Ten Facts: Boston during the American Revolution

Boston Revolutionary War

Fact #1: Boston was a key city during the Revolution, both symbolically and strategically.

Boston is known as the “birthplace of the American Revolution” because of numerous events that took place there before the war. Controlling the city was a very important symbol for both the Americans and British. It was important strategically as well, due to Boston Harbor being the main port in the region and a vital maritime transportation center for troops and supplies.

Fact #2: The Siege of Boston was the first major battle during the war.

Following American victories at Lexington and Concord, a force of near 15,000 Americans laid siege to the city. The siege included several battles including the battle of Bunker Hill and Dorchester Heights.

Fact #3: The British used Copp’s Hill Burying Ground for target practice.

During the siege of Boston, the Copp’s Hill Burying Ground in the Boston was of strategic importance, thus the British had a garrisoned positioned there. Legend has it that the British used some of the gravestones for target practice, most notably Captain Daniel Malcolm who was a merchant, smuggler and known for resisting British authority.

Copp's Hill Burying Ground via The Freedom Trail
Copps' Hill Burying Ground. The Freedom Trail

Fact #4: Many African Americans participated in the Siege of Boston.

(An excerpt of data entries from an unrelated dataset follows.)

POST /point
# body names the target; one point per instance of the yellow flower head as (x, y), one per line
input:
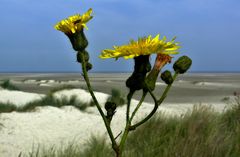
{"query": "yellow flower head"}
(74, 23)
(144, 46)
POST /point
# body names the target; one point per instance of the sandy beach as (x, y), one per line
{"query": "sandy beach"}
(56, 126)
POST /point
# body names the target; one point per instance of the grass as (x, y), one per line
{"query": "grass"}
(6, 84)
(199, 133)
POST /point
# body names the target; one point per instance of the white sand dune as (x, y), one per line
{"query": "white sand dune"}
(82, 95)
(18, 98)
(53, 126)
(213, 84)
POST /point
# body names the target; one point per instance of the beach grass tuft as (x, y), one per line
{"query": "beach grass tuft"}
(201, 132)
(48, 100)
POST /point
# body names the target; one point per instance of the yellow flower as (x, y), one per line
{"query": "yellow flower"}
(74, 23)
(144, 46)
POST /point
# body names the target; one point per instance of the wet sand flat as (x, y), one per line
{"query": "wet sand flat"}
(189, 88)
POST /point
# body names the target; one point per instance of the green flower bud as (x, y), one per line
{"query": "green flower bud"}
(182, 64)
(166, 76)
(78, 40)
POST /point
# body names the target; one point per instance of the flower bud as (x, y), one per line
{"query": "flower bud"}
(78, 40)
(166, 76)
(151, 79)
(86, 56)
(89, 66)
(182, 64)
(160, 62)
(111, 109)
(141, 67)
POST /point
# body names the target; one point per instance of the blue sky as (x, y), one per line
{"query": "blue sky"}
(208, 31)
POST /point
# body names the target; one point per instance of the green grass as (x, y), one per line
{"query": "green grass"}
(200, 133)
(6, 84)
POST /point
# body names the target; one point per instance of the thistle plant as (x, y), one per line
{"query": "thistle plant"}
(143, 78)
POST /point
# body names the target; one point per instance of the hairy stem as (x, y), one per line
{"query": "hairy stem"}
(129, 97)
(157, 103)
(107, 125)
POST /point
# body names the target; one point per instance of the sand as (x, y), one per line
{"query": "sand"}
(49, 126)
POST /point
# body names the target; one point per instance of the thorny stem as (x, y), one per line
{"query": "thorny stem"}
(157, 103)
(85, 74)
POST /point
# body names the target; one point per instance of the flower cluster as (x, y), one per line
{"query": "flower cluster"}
(143, 46)
(74, 23)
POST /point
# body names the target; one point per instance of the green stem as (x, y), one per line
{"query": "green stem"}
(129, 97)
(157, 103)
(138, 106)
(123, 139)
(85, 74)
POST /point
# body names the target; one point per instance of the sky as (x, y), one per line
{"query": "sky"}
(207, 30)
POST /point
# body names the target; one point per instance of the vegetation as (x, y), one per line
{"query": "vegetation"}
(6, 84)
(201, 132)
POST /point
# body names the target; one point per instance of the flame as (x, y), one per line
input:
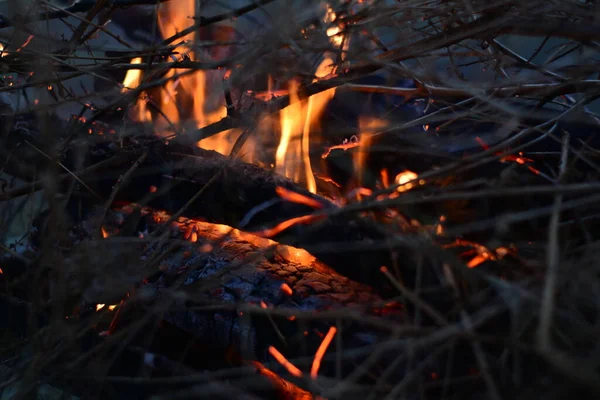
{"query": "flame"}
(186, 101)
(404, 179)
(133, 78)
(295, 197)
(183, 101)
(296, 119)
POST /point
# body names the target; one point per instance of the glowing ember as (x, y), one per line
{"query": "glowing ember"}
(291, 368)
(298, 198)
(288, 389)
(482, 253)
(314, 371)
(346, 145)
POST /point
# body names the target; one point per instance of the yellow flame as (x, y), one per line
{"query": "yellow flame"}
(133, 78)
(403, 179)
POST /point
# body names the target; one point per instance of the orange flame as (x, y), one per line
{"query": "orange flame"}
(295, 197)
(184, 91)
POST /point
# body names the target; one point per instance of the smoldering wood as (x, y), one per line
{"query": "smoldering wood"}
(227, 291)
(349, 244)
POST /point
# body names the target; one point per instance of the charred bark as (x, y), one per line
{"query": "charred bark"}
(216, 189)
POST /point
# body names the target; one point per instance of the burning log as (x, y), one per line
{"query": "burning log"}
(231, 289)
(205, 185)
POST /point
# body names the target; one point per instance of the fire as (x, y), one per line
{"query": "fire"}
(405, 180)
(291, 368)
(191, 100)
(293, 155)
(183, 103)
(133, 78)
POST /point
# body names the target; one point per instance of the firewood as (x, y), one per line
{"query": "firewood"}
(229, 288)
(241, 195)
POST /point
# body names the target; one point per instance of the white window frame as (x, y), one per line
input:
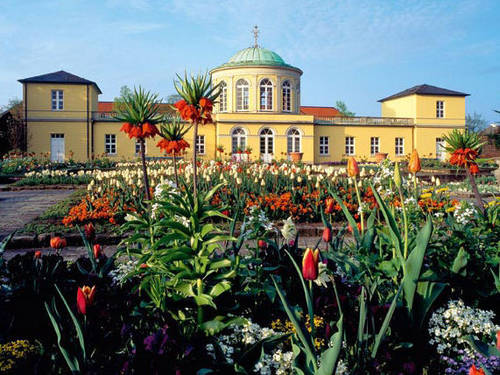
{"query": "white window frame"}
(399, 146)
(57, 100)
(439, 108)
(324, 145)
(374, 145)
(350, 147)
(110, 144)
(238, 139)
(266, 95)
(286, 93)
(293, 140)
(200, 144)
(242, 95)
(223, 97)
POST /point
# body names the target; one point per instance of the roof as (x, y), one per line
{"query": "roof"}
(253, 56)
(60, 77)
(424, 90)
(319, 111)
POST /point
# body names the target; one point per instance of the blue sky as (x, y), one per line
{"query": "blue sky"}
(355, 50)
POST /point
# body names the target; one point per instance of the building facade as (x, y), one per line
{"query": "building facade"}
(259, 110)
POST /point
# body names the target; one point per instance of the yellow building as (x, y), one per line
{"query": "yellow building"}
(259, 110)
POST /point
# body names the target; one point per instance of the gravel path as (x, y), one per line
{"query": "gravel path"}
(18, 208)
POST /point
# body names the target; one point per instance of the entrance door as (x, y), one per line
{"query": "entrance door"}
(266, 145)
(57, 147)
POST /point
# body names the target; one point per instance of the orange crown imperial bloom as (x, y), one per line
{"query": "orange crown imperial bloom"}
(310, 264)
(352, 167)
(97, 250)
(475, 371)
(57, 243)
(84, 298)
(414, 165)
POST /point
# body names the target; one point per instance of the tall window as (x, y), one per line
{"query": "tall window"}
(440, 152)
(110, 144)
(293, 140)
(287, 96)
(223, 97)
(439, 109)
(266, 141)
(238, 140)
(266, 95)
(374, 145)
(349, 145)
(57, 100)
(242, 95)
(200, 144)
(324, 145)
(400, 146)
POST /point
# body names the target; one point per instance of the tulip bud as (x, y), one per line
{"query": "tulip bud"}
(310, 264)
(352, 167)
(397, 175)
(414, 165)
(84, 298)
(327, 234)
(97, 251)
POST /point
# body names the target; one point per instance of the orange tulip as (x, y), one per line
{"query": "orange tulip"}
(97, 251)
(329, 203)
(327, 234)
(475, 371)
(84, 298)
(352, 167)
(57, 243)
(310, 264)
(414, 165)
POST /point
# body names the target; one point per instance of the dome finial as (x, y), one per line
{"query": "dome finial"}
(256, 35)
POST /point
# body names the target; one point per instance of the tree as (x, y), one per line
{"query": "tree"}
(475, 123)
(342, 108)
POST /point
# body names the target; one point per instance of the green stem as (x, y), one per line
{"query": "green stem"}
(405, 223)
(359, 205)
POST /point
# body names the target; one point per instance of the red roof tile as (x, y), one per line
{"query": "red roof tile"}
(319, 111)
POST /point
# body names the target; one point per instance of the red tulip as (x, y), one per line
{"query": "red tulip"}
(89, 231)
(414, 165)
(97, 251)
(327, 234)
(84, 298)
(475, 371)
(352, 167)
(310, 264)
(329, 203)
(57, 243)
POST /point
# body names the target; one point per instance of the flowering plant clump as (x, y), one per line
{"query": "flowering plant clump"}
(450, 328)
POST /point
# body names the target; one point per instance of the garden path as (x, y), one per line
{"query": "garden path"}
(18, 208)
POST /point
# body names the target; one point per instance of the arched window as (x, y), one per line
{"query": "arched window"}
(238, 140)
(266, 144)
(242, 95)
(223, 97)
(286, 90)
(293, 140)
(266, 95)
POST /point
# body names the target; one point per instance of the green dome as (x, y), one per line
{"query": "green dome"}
(256, 56)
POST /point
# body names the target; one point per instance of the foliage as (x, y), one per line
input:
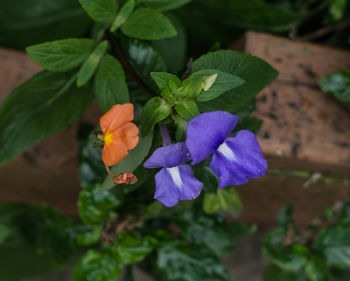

In the early days of the war, there were little to no regulation of who could join the Patriot forces around Boston. Many African Americans fought from Lexington and Concord to the end of the siege. One unit at the Battle of Bunker Hill included several African Americans, Salem Poor, Titus Coburn, Peter Salem and Seymour Burr all fought with distinction in this and other battles.

Fact #5: The cannons used to fortify Dorchester Heights came all the way from Fort Ticonderoga… in the snow.

In the early days of the war, Fort Ticonderoga in New York state was under British control but was captured by American forces under Col. Ethan Allen in May 1775. They captured near 200 cannons, which were desperately needed by to dismount the British from Boston. General Henry Knox arrived at the fort in November 1775 to start loading the artillery pieces for Boston. Through ice and covered lakes, rivers, and roads his “noble train of artillery” arrived outside Boston in January with not a single cannon lost.

Fact #6: Massachusetts put more soldiers in the field than any other colony during the war.

Because Boston was the hotbed of the American Revolution and Patriot support, that extended to the Massachusetts colony. They put more soldiers in the field than any other colony every year (except 1779-80 when Virginia surpassed it by a few hundred) with many coming from the Boston area. When the Continental Army was established in June 1775, 16,449 out of 37, 363 of those enlisted in the first year were from Massachusetts.

Fact #7: The Bucks of America was an all-black unit operating near Boston, unfortunately little is known about them.

There were many African American soldiers to fight in the war, some even integrated into white units. one militia company was segregated and known as the Bucks of America. Very little is known about them and only one member, George Middleton, is known by name. It is believed they acted as a security force for Boston area merchants. After the war in 1789, then governor of Massachusetts John Hancock presented a flag to the company, which is currently held by the Massachusetts Historical Society.

Bucks of America Flag.  Massachusetts Historical Society

Fact #8: One of the first Continental Navy ships was named after the city and built nearby.

The Continental Navy played a small role in the American Revolution and its role is often overlooked. New England was known for its shipbuilding capability and was a great place for ships to be built for the newly formed navy. One of the first ships to be built was the Boston in nearby Newbury Port, Massachusetts. After her completion and the British evacuation of the city, Boston would be fitted out in Boston harbor.

Fact #9: Several signers of the Declaration of Independence were from Boston or the surrounding area.

There were 56 signers of the Declaration of Independence and of those, five were from Massachusetts; John Adams, his cousin Samuel Adams, Elbridge Gerry, John Hancock, and Robert Treat Paine. All these men attended Harvard, thus living in the Boston area for quite some time. Samuel Adams and Robert Treat Paine have the distinction of being born in the city itself.

Fact #10: The evacuation of British forces is celebrated today, although limited.

When the British evacuated Boston on March 17, 1776, it was a cause for celebration. The day was dubbed “Evacuation Day” and was declared a holiday in 1901. Though the observance today is limited, there are some celebrations within the city. Because it falls on the same day as Saint Patrick’s day, the parade in the city is officially designated Saint Patrick’s Day and Evacuation Day Parade.